Uno de los hombres de Feldman sacó de debajo de la mesa un bisturí y un soplete. Era un soplete barato, de los que se pueden comprar en cualquier Leroy Merlin. Por el aspecto que tenía, seguramente pertenecía al propio señor Carroll. Y, por el olor que flotaba en el aire, era evidente que le habían dado un uso muy distinto al que su dueño había previsto.

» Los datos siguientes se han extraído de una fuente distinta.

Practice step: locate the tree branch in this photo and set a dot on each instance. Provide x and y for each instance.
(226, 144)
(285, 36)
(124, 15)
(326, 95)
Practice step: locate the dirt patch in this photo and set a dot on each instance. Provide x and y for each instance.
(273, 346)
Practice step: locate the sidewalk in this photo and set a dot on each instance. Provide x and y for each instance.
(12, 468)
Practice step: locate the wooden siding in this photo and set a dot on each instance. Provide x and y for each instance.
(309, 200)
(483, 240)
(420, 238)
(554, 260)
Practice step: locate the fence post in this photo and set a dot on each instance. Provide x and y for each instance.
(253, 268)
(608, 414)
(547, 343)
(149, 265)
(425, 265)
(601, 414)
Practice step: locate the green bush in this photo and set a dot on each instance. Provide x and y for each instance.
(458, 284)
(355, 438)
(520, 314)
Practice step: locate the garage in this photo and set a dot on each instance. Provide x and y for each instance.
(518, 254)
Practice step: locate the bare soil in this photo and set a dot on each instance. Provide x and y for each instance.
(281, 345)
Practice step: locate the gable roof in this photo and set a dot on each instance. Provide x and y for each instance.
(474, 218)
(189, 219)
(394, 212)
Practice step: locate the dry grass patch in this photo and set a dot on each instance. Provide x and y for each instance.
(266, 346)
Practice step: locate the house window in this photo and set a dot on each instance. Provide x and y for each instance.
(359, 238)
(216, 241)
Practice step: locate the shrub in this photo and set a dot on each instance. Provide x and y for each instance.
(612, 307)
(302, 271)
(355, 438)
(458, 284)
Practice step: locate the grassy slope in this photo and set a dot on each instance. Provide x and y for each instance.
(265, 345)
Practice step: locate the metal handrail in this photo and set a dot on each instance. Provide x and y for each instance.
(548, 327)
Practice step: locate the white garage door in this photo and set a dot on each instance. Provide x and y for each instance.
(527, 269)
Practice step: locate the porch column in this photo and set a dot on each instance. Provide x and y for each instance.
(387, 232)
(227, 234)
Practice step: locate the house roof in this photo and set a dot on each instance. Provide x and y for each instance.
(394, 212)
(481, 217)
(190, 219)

Kate desvió la mirada hacia la pared, asqueada. De repente, se fijó en que algo no cuadraba. Las fotos de toda una vida en el mar seguían allí colgadas, algunas de ellas salpicadas de sangre, pero había un hueco.

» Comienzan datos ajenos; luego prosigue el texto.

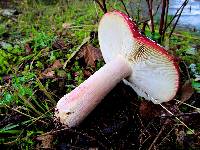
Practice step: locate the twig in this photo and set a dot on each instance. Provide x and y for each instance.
(150, 7)
(160, 132)
(102, 6)
(182, 114)
(125, 7)
(174, 17)
(166, 16)
(162, 17)
(174, 26)
(76, 51)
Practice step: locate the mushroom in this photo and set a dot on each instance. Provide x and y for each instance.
(140, 62)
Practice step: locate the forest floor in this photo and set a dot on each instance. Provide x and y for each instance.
(46, 50)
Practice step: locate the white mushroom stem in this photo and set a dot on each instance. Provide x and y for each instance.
(76, 105)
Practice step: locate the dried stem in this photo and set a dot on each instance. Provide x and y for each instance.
(162, 17)
(174, 26)
(102, 5)
(150, 7)
(125, 7)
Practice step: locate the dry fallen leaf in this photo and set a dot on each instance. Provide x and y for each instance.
(186, 91)
(90, 54)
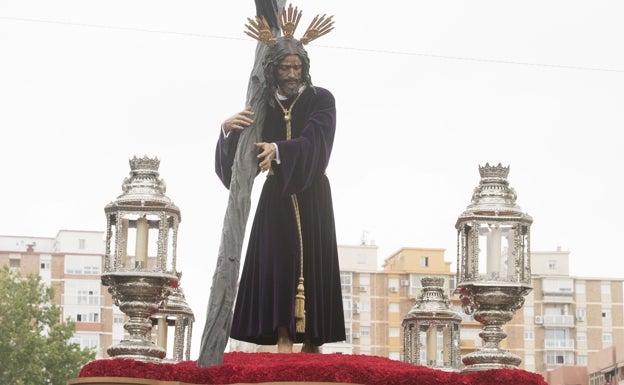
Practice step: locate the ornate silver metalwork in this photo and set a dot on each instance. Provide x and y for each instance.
(176, 313)
(430, 318)
(494, 264)
(138, 282)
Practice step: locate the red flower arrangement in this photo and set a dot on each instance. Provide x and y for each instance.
(241, 367)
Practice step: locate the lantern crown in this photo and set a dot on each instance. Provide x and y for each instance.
(498, 171)
(144, 164)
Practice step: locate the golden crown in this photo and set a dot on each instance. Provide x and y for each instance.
(260, 29)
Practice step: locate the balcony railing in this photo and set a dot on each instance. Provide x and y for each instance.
(558, 344)
(86, 300)
(567, 320)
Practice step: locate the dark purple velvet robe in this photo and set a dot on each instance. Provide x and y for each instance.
(268, 284)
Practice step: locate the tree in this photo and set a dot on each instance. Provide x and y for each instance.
(34, 342)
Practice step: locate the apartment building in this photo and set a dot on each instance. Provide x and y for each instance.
(71, 263)
(565, 319)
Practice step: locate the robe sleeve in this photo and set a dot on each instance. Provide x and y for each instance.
(304, 158)
(224, 156)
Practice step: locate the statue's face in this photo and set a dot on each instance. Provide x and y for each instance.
(289, 75)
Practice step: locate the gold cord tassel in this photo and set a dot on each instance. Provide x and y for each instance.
(300, 308)
(300, 297)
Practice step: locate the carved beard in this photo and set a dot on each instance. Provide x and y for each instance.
(289, 87)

Allí donde debería estar la foto del Pass of Ballaster sólo se veía un trozo de papel pintado amarillento. Alguien se la había llevado. Probablemente la misma persona que se había llevado la cabeza de Duff Carroll.
—Esto es monstruoso —murmuró Kate—. Era un hombre encantador, e inofensivo.
—Escogió un mal barrio para vivir —replicó Moore, que era el único, junto con Feldman, al que toda aquella carnicería no parecía haberle afectado.
—Esto no es obra de un yonqui pasado de crack —contestó Kate, sin dudarlo.
Señaló hacia una esquina donde la tele todavía seguía encendida. En vez de una presentadora tetuda, en aquel momento había una película. Junto a la tele aún estaba la cartera del señor Carroll, abierta, y de su borde asomaban un par de billetes de diez libras.
—Estoy de acuerdo con la señorita Kilroy —musitó Feldman, con una mirada glacial. Estaba pensando algo, eso era evidente, pero era imposible saber qué—. Esto es obra de un profesional. Y con el suficiente valor como para cercenar una cabeza.
—También falta una foto —apuntó Kate procurando no pisar un charco de sangre que había en el suelo. Tenía ganas de vomitar, pero no les daría el gusto a Feldman y a sus hombres de verla derrumbarse—. La foto en la que el señor Carroll aparecía en el Pass of Ballaster, el barco que encontró el Valkirie.
—No es lo único que falta —murmuró Moore, con un timbre extraño en su voz.
Todos giraron la cabeza, intrigados, mirando hacia el jefe de seguridad, que en aquel momento estaba al lado del cadáver.
—No está el corazón —dijo, señalando hacia la pila de vísceras—. Alguien se lo ha llevado.